For the first question, Aria calls check_inbox, gets back Jane's real email text, and answers based on that actual content — she'll mention Jane by name and reference the coffee invite specifically, because she's working from real data, not a guess. For the second question, Aria just answers directly from her own knowledge — there was nothing for the tool to help with, so she never calls it. This is exactly the behavior we want: the tool gets used when it's relevant, and ignored otherwise.

Looking Under the Hood: Inspecting Tool Calls

How do we know, for certain, that the tool was actually called rather than Aria just making something up that happened to sound plausible? We can inspect the full message history.

# Purpose: Confirm exactly what tool was called, and with what arguments
# Context: Useful for debugging and for understanding what actually happened
# Input: The response from the inbox question above
# Output: The structured tool call details, not just the final text

from pprint import pprint

# The full conversation, including the tool call and its result
pprint(response_one["messages"])

# The AI message that requested the tool call specifically
# tool_calls is a list because an agent can call multiple tools at once
ai_message_with_tool_call = response_one["messages"][1]
print(ai_message_with_tool_call.tool_calls)

You'll see something like [{'name': 'check_inbox', 'args': {}, 'id': '...'}] — concrete, inspectable proof of exactly which tool was called and with what arguments. This isn't just useful for learning; it's how you'll debug real tool-calling agents when something doesn't behave the way you expect.

Common Misconceptions

❌ Misconception: Giving an agent a tool means the tool runs on every message

Reality: The agent decides, per-question, whether a given tool is relevant. Adding a tool to tools=[...] makes it available, not mandatory.

Why this matters: If you ask Aria something unrelated to email, she won't call check_inbox just because it exists — and that's correct behavior, not a bug.

Example:

# ❌ Wrong assumption: "I gave Aria a tool, so every response will use it"
# ✅ Correct: Aria evaluates relevance per-message and calls tools only when needed

Explanation: This is what makes tool-calling agents useful instead of rigid — the model is making a judgment call about relevance every time, the same way a human assistant would decide whether they need to actually go check something versus just answering from what they already know.

❌ Misconception: The model runs your Python function

Reality: The model only ever requests that a tool be called, with specific arguments. LangChain is the thing that actually executes your Python function and returns the real result.

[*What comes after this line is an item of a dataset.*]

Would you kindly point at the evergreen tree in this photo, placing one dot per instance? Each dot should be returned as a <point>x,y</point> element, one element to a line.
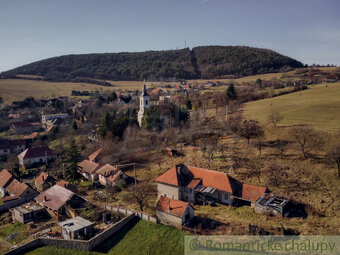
<point>231,93</point>
<point>189,104</point>
<point>74,125</point>
<point>72,160</point>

Why this matters: This separation is what makes tool calling safe and predictable — your actual code, with real logic and real access to your systems, runs exactly as written. The model can't bypass it or run something else instead.

Example:

# ❌ Wrong mental model: "the AI executes my code"
# ✅ Correct: the AI requests a call; LangChain executes your real function

Troubleshooting Common Issues

Problem: The agent never calls the tool, even when it seems obviously relevant

Symptoms: Aria answers a question that should require check_inbox without ever calling it — and likely makes something up instead.

Common Causes:

  1. The docstring is missing, vague, or doesn't clearly describe when the tool is useful (most common)
  2. The tool isn't actually included in the tools=[...] list passed to create_agent
  3. The system prompt doesn't mention the agent has this capability, which can make the model less likely to consider using it

Diagnostic Steps:

# Step 1: Confirm the tool has a clear, specific docstring
@tool
def check_inbox() -> str:
"""Check the inbox for recent emails.""" # ✅ clear and specific
# vs.
"""Does inbox stuff.""" # ❌ too vague for the model to judge relevance

# Step 2: Confirm the tool is actually passed to create_agent
agent = create_agent(model="gpt-5-nano", tools=[check_inbox]) # ✅
agent = create_agent(model="gpt-5-nano") # ❌ tool never made available

Solution: Write docstrings the way you'd explain the tool's purpose to a new coworker — specific about what it does and when it's useful. Double-check the tool actually appears in the tools=[...] list.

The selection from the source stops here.